"Technicolor Souls" by Flight of Ryan comes pretty much as advertised: huge, playful, wide-spectrum pop, both digital and analog, that would sound as welcome at an outdoor festival as it would beeping and beeping and roaring out of your earbuds.
It takes more than gumption to cover one of the most perfect of all rock 'n' roll records. Tucson, Arizona-based musician Brian Lopez doesn't overdo it on his version of Phil Spector and the Roneettes' "Be My Baby"; he lets his expressive voice and personal vision of the wall of sound make this baby his own.
With layers of acoustic and electric guitars, Boston's Sleepyhead invokes classic guitar-chime bands like R.E.M. and twee-pop groups like Camera Obscura, but with a distinctively arch tone. "Liberation Theology" testifies to the band's melodic ambitions and lightly-worn influences.

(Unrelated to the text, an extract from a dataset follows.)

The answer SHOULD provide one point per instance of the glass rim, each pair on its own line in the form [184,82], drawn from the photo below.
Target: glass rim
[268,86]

If you didn't know better, you'd think "No One Is Lost," the title track to the new album by Canadian band Stars, was cut in a closed-down gay discotheque in Montreal. Turns out you really didn't know better, and the song (like the album) was in fact recorded just above said disco. It's a state-of-the-art, dance-pop track from a band that still has some surprises up its glitter-covered sleeves.
Memphis, Tennesse isn't generally thought of as a hotbed for chamber-folk music, but it depends on your vision of "chamber" and "folk." The vision of Memphis Dawls -- featuring a varied cast of musicians, including Holly Cole, Jana Misener and Krista Wroten -- is as inspired by classic Memphis soul as it is the complex, emotional pop of Big Star (the group recorded in the hallowed halls of Ardent studios). The new song "Please Don't Leave Me Now" expresses a string-drenched yearning that defies narrow definitions.
All kinds of '60s pop illuminate "Home Again," a new track by Dam Gila (aka Adam Gil of Chicago band YAWN): Beach Boyish harmonies, Byrdsian guitars and T. Rexian proto-glam.
New York City band Hollands (husband-and-wife duo John-Paul and Jannina Norpoth) lets it all rip -- clever lyrics, charming harmonies, a string interlude, a whole lot of groove and even more fuzz -- on the new track "Great White Shark." A song with so many elements shouldn't have so much bite, but somehow its orchestral-rock teeth sink in deep.
The Swedish duo of Ola Frick and Carina Johansson, who've been making music together since the late '90s as Moonbabies, have decisively departed from their shoegazy origins with the beautifully-tailored, incessantly-pulsing pop of their latest single "Chorus."